The menu is different every day this weekend, and the lineup includes jerk roasted chicken carnitas with green bean summer slaw, smoked chickpeas and green crema from River Cafe, Market’s honey tomato glazed braised lamb ribs with potato salad, wine braised beef brisket on sundried tomato pasta salad from Soffritto, the Coup’s skewered and grilled cherry tomatoes, peppers, radish and smoked tofu wrapped in whole wheat pita with Greek salad and herb tzatziki, Cornerstone Music Cafe’s pork chorizo sausage on wild rice, lentil and kale salad with peaches, almonds, and Brassica mustard vinaigrette, and from Slow Food Calgary, whole wheat pitas with turkey confit, roast veggies and tossed green salad with saskatoon berry vinaigrette and the Slow Food Best Breakfast – buttermilk biscuits with pork sausage, eggs, 1608 cheese and tomato jam. Seriously.
And snacks! There’s a freezer stocked with Made by Marcus ice cream bars – W chose chocolate almond over birthday cake – and there are bags of Poppycock from Double Elle Bakery and scones, brownies, cookies and granola bars from the Slow Food kitchen. You can even pick up paper bags of fresh fruit – BC peaches on Thursday night – from Sunnyside Market.
(Slowfood Calgary is also working with Sunnyside Market, Amaranth Whole Foods Market, Community Natural Foods, SPUD, Lambtastic, Highwood Crossing, Spragg Pork, Blue Mountain Bio-Dynamic Farm, Greens Eggs and Ham, Winter’s Turkey, County Thyme Farm, Saskatoon Farm, Chinook Honey, Grainworks, Seeds to Greens, Mans Organics, Mans Eggs, Heritage Harvest, Poplar Bluff, Bowden Farms, Broxburn, Vital Greens, Gull Valley, Trails End Beef, Top Grass Beef, Layalta Gardens, Leaf & Lyre, Cucumber Man, Sudo Farms, Seasons Harvest, Basil Ranch, Fairwinds Farm, Edgar Farms, Schipper Farms, Peasant Cheese, Blush Lane, Naked Leaf, Eight Ounce, Webber Mountainside Farms, Galimax Trading, Brassica Mustard, Sprouting Roots, and SAIT Hospitality – a great lineup of local food representing our culinary scene.)

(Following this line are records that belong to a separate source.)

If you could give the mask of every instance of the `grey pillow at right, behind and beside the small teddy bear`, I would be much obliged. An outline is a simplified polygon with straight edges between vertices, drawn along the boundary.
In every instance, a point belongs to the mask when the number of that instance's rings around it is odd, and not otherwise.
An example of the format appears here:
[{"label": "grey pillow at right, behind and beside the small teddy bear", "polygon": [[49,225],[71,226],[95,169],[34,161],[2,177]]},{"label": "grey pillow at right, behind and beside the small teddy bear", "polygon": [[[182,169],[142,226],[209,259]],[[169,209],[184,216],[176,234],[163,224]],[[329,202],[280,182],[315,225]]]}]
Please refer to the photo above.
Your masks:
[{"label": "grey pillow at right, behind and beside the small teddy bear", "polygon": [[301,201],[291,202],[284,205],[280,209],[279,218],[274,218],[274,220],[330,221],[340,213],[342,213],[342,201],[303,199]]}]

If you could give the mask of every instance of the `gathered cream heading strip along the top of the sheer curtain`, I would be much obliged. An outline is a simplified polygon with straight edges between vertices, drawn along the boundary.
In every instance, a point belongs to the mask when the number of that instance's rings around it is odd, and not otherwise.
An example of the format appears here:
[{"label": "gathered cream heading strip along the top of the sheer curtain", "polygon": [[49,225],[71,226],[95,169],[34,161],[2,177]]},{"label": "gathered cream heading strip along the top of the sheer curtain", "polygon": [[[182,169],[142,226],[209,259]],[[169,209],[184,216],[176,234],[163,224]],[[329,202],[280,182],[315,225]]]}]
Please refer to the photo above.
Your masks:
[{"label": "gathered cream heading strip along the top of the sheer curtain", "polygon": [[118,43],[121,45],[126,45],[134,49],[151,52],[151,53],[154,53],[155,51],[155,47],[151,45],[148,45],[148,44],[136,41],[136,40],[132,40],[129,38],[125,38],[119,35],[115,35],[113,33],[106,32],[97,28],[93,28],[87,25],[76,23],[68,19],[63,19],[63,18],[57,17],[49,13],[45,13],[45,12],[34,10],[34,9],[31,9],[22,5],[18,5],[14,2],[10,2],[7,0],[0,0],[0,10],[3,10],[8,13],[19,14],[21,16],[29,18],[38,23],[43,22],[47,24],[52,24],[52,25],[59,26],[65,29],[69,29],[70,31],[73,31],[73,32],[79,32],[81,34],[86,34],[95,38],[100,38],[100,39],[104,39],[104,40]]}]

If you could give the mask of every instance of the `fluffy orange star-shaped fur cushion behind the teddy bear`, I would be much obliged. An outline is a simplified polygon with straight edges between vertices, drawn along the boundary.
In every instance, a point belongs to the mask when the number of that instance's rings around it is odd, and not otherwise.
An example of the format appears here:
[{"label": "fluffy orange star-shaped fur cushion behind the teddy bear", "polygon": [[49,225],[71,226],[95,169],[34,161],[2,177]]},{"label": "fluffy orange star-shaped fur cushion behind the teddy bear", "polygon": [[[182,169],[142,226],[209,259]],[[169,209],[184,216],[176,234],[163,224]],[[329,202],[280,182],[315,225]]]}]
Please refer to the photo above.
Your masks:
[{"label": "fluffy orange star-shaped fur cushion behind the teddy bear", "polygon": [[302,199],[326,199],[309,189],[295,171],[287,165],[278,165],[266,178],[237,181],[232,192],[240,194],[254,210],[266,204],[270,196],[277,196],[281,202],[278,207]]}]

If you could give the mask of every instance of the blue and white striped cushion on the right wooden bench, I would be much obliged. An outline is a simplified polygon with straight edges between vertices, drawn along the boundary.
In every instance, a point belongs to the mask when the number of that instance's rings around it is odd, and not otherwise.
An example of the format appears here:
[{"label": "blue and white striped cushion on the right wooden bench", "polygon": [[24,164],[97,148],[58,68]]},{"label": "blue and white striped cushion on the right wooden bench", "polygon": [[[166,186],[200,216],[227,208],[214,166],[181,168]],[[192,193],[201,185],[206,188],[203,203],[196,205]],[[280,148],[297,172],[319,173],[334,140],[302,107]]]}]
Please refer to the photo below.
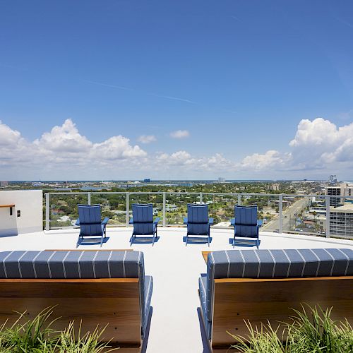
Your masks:
[{"label": "blue and white striped cushion on the right wooden bench", "polygon": [[206,316],[212,321],[216,278],[352,276],[352,249],[231,250],[208,254]]}]

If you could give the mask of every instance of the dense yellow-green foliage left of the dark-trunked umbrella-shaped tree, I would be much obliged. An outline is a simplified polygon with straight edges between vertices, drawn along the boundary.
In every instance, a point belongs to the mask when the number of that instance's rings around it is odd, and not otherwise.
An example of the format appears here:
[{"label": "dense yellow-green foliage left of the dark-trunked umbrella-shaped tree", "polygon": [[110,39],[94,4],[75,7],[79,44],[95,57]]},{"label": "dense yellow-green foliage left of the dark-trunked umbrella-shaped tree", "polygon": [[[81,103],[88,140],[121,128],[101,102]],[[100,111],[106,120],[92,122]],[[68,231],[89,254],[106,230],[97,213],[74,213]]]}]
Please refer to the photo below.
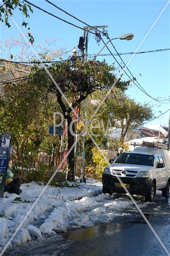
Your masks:
[{"label": "dense yellow-green foliage left of the dark-trunked umbrella-shaped tree", "polygon": [[42,143],[45,145],[44,141],[51,141],[52,146],[54,138],[48,134],[48,127],[59,108],[54,95],[46,94],[29,80],[5,84],[0,101],[1,132],[12,133],[12,144],[21,155],[23,151],[34,152]]}]

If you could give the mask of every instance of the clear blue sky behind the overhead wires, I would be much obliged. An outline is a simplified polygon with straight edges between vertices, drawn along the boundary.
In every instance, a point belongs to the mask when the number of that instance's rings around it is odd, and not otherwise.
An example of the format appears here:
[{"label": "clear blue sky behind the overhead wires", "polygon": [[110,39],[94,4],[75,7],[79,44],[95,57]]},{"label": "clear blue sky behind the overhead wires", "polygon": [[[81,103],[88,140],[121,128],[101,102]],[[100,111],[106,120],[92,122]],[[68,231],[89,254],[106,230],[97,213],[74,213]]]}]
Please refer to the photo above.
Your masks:
[{"label": "clear blue sky behind the overhead wires", "polygon": [[[52,1],[52,0],[51,0]],[[41,8],[52,12],[53,14],[68,20],[80,27],[83,24],[77,22],[66,14],[62,13],[55,7],[49,5],[44,0],[30,0],[30,2]],[[167,3],[167,1],[52,1],[59,7],[65,9],[72,15],[77,16],[84,22],[95,25],[108,25],[108,34],[110,38],[117,37],[125,33],[133,33],[134,38],[131,41],[114,40],[114,46],[118,52],[133,52],[140,44],[142,38],[148,32],[155,19]],[[22,16],[19,12],[14,11],[13,17],[20,25]],[[71,50],[78,45],[79,37],[83,35],[83,31],[68,24],[64,24],[60,20],[51,17],[33,7],[33,14],[30,14],[28,19],[29,26],[35,38],[36,44],[43,45],[45,37],[52,37],[57,39],[57,47],[66,47]],[[9,38],[17,38],[19,31],[11,21],[11,28],[8,29],[1,25],[1,40]],[[27,31],[22,28],[22,31]],[[107,41],[107,39],[105,39]],[[110,50],[114,53],[111,45],[108,45]],[[103,43],[96,44],[93,35],[90,36],[88,42],[88,52],[97,53],[103,47]],[[169,6],[166,8],[153,30],[143,42],[138,51],[148,51],[156,49],[169,48]],[[104,49],[102,53],[108,53]],[[128,62],[131,55],[122,56],[125,62]],[[117,60],[121,60],[116,56]],[[100,58],[102,59],[102,58]],[[114,61],[111,56],[105,57],[110,64]],[[117,65],[116,65],[117,67]],[[152,97],[161,99],[168,98],[169,92],[169,51],[158,53],[145,53],[135,55],[129,64],[129,69],[137,77],[138,82],[142,87],[152,95]],[[139,75],[141,74],[141,76]],[[124,79],[128,79],[124,76]],[[168,104],[160,104],[150,99],[143,94],[133,84],[127,91],[127,94],[138,102],[150,102],[154,105],[153,112],[155,116],[159,115],[170,108]],[[163,115],[161,118],[162,124],[168,124],[169,113]],[[151,124],[158,124],[159,119],[151,122]]]}]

Tucked in between the trucks, Empanada Queen is onsite serving up their amazing hand-made empanadas. (Offsite, they’re in a teeny strip mall on Manilla Road, just off Blackfoot Trail and 42nd Ave SE, where their empanadas are made to order – they also make chorillana, freshly cut fries topped with a sautéed mix of egg, onions, beef and chorizo, like Chilean poutine.)
Phil & Sebastian have two tents, for all your caffeine needs – the location by the main stage is even serving up affogatos – a scoop of vanilla Fiasco gelato, topped with a shot of espresso. (W opted for a blue raspberry sno-cone.) Is there a better way to have your coffee in late July?
I also love the cold brew stubbies – in coolers, on ice.
Kids under 12 are free at Folkfest – W came along, and chose a ham and cheese crepe, folded into quarters so that it could be eaten out of hand. I have to remember this one – we make crepes in the mornings all the time out in Tofino, and this particular combination has great beach potential.
Also worth noting: CFMF’s green efforts. I love their plate policy – pay a $2 deposit when you get a dish that’s served on a (heavy plastic) plate, and when you’re done, return it to any plate tent to get your $2 back. Garbage bins are sealed and visitors are directed to compost and recycling bins in an attempt to make it a zero waste event, and there’s no bottled water being sold on the island – bring your own water bottle and there are portable water stations around the park to fill them from. (Which have built-in water fountains, too.) The CFMF recycles materials from cardboard to organics, provides tree seedlings to participants to offset carbon emissions, uses compostable cutlery and dishware. Their waste diversion rate has increased by over 45% since 2008, when the festival began measuring its total waste production – increasing steadily to 80% in 2014.
I love showing off the place I live – thanks to Travel Alberta – for helping me do it! As always, words and opinions are my own.